You mentioned that the Legislative Reference Bureau was siding with the state Senate. In fact, the position of the majority of the Senate has changed radically since they voted in June 2006 on the matter, and this move by the LRB was unsanctioned by them. It was specifically requested by two state senators — Sen. Mary Jo White (R) and Sen. Robert Jubelirer (R) — and is being challenged by the governor’s office as being well beyond the LRB’s authority. The Senate had the opportunity to challenge the mercury rule at the end of the legislative session and did not; the additional time for review is under dispute and is being pushed by (again) Sen. White. So, there is not really harmony between the entire Senate and the LRB on this matter.
Between June and December 2006, many senators changed their positions as modifications were made to the state rule, and as nearly 11,000 Pennsylvanians submitted comments in support of the rule (only 37 were against!). This, by the way, was a state record (next highest was about 5,000 comments).
Thanks for your fantastic coverage, as always! Just wanted to clarify what I think is an important point.
Heather Sage, Director of Outreach
Citizens for Pennsylvania’s Future (PennFuture)
Umbra’s well-worded column in response to the sushi rebuff was fantastic! The harder I push my friends and coworkers, the more they tend to resist all of my ideas.
The solution is about alternatives, not abstinence. Heck, even priests have a problem with that!
Love the column. Please keep up the great work!
Thank you for your refreshing, insightful, and downright funny Ask Umbra column. I get tremendous enjoyment, lots of handy facts, and a great resource to refer friends to when preaching the green way of life. I’ve had several friends interested in global climate change and I’ve sent them your way to research more information. Without fail, they let me know that they started out reading one or two columns, then spent hours trolling the archives. Thank you for the work you do.
Palo Alto, Calif.
I am continually pleased with Grist — great stories, quality writing, and humor on top of it. I love that Grist takes pains to give credit where it’s due and is not as cynical as other environmental groups. When some corporate giant says it’s going green, Grist gives them credit for trying, points out what’s good about it, and interviews an executive, all the while encouraging them to do more, rather than just label it “greenwashing” and never give them a positive word of encouragement. I know this is a simplistic description, and of course, if it were that simple, it wouldn’t be as good. But Grist seems to find the good news everywhere, without minimizing the bad. Grist is simply my favorite source of environmental news, and one of the few e-newsletters that I actually read every week, and look forward to! It is well worth my time.
When are you going to have “sexy eco-geek” personals as part of the site? At the very least, you ought to be able to do some fundraising by auctioning off dates with the staff and/or associated hot, mindful, lusty earth-savers.
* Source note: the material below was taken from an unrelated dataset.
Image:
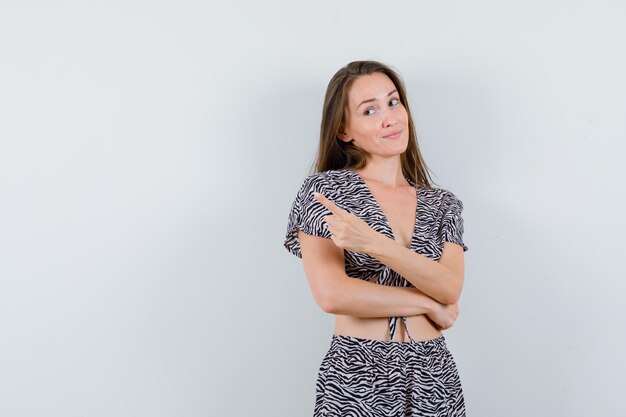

They could even involve some sort of shameless do-gooderism. Hell, you could start a trend of going dutch on a coastal garbage pickup or a paper products protest, like one of those abstinence pledges for teens, except you get to do it as soon as you’ve done your good deed(s).
New York, N.Y.
Editor’s note: My, how we love good deeds. Especially shameless good deeds. And we support readers doing as many of them as possible. There probably won’t be a personals section any time soon (though we are considering starting one), but you’ve got our email address if you want to come, ahem, plant some seeds with us.